欧州委員会のウルスラ・フォン・デア・ライエン委員長は同日、ロシア中央銀行の金融取引を大幅に制限し、外貨準備を自由に使えないようにする制裁も発表した。

欧州委員長は記者会見で、「(ロシア中央銀行の)資産をまひさせ、その取引を凍結させ、中央銀行の資産の流動化を不可能にすることで、ロシアが軍資金を使えないようにする」と発表した。

共同声明は続けて、「ウクライナでの戦争とロシア政府の加害行動に便宜を図る人々に対抗して行動する」として、「いわゆる『ゴールデンパスポート』と呼ばれる、市民権販売の規模を縮小するための措置をとる。このゴールデンパスポートは、ロシア政府とつながるロシアの富裕層が、我々の国の国民となり、我々の国の金融システムを活用する手段となっている」とした。

「ゴールデンパスポート」あるいは「ゴールデンビザ」は、イギリスなどで、高額の投資と引き換えに外国の富裕層に滞在ビザ(査証)やパスポートをスピード発行する仕組み。
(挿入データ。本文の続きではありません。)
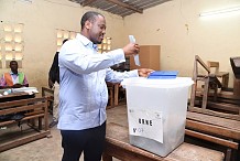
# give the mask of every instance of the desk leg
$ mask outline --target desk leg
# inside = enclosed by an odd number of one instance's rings
[[[102,153],[102,161],[112,161],[112,157],[107,154],[106,152]]]
[[[114,84],[114,106],[118,106],[119,84]]]

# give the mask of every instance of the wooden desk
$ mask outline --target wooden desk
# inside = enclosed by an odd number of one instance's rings
[[[117,124],[107,125],[106,150],[103,161],[112,161],[112,157],[122,161],[222,161],[223,153],[198,146],[183,143],[162,158],[129,143],[128,128]]]

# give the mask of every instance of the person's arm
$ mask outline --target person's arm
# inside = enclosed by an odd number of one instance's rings
[[[21,85],[21,84],[20,84],[20,85]],[[23,84],[22,84],[21,86],[20,86],[20,85],[14,84],[13,86],[14,86],[15,88],[20,88],[20,87],[29,87],[29,82],[28,82],[25,75],[24,75]]]
[[[61,49],[59,67],[66,67],[76,74],[98,72],[126,62],[124,56],[127,55],[137,54],[135,45],[128,44],[123,49],[99,54],[92,46],[85,46],[80,41],[69,41]]]
[[[54,83],[57,80],[57,68],[58,68],[58,52],[54,55],[53,63],[51,65],[50,72],[48,72],[48,86],[50,88],[53,87]]]
[[[6,82],[3,75],[2,75],[2,77],[1,77],[1,79],[0,79],[0,88],[1,88],[1,89],[10,88],[10,87],[7,85],[7,82]]]
[[[116,72],[111,68],[108,68],[106,72],[106,82],[111,82],[111,83],[120,83],[123,80],[123,78],[129,78],[129,77],[148,77],[150,73],[152,73],[153,69],[149,68],[140,68],[140,69],[133,69],[129,72]]]

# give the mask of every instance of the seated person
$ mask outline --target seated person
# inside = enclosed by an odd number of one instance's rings
[[[10,62],[11,72],[4,73],[0,79],[0,88],[20,88],[29,87],[25,75],[22,72],[18,72],[18,62]]]

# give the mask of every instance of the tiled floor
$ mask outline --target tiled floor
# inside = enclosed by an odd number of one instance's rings
[[[126,125],[127,114],[123,106],[107,110],[108,122]],[[0,161],[61,161],[63,149],[61,133],[56,127],[51,129],[51,138],[40,139],[0,153]],[[83,155],[80,158],[83,160]],[[114,159],[113,161],[118,161]]]

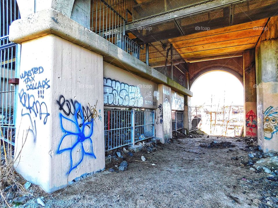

共同声明は、「第四に、我々の管轄内に存在する制裁対象の個人・企業を特定し、その資産を凍結することで、我々の金融制裁の効果的な実施を確実にするため、大西洋をまたぐタスクフォースを来週にも始動する」として、「制裁対象にするロシア政府当局者やロシアの実力者とその家族、および支援者たちへの制裁や強制措置を実施し、我々の管轄内に存在する資産を凍結する」と表明した。各国は、こうした人物が世界各地に隠匿(いんとく)する不法所得の移動を特定・阻止するため、他国政府とも連携していくとした。

ボリス・ジョンソン英首相は、イギリスが「断固たる行動」を取ったとして、「プーチンが侵略行為の代償を確実に払うよう、我々は協力し続ける」とツイートした。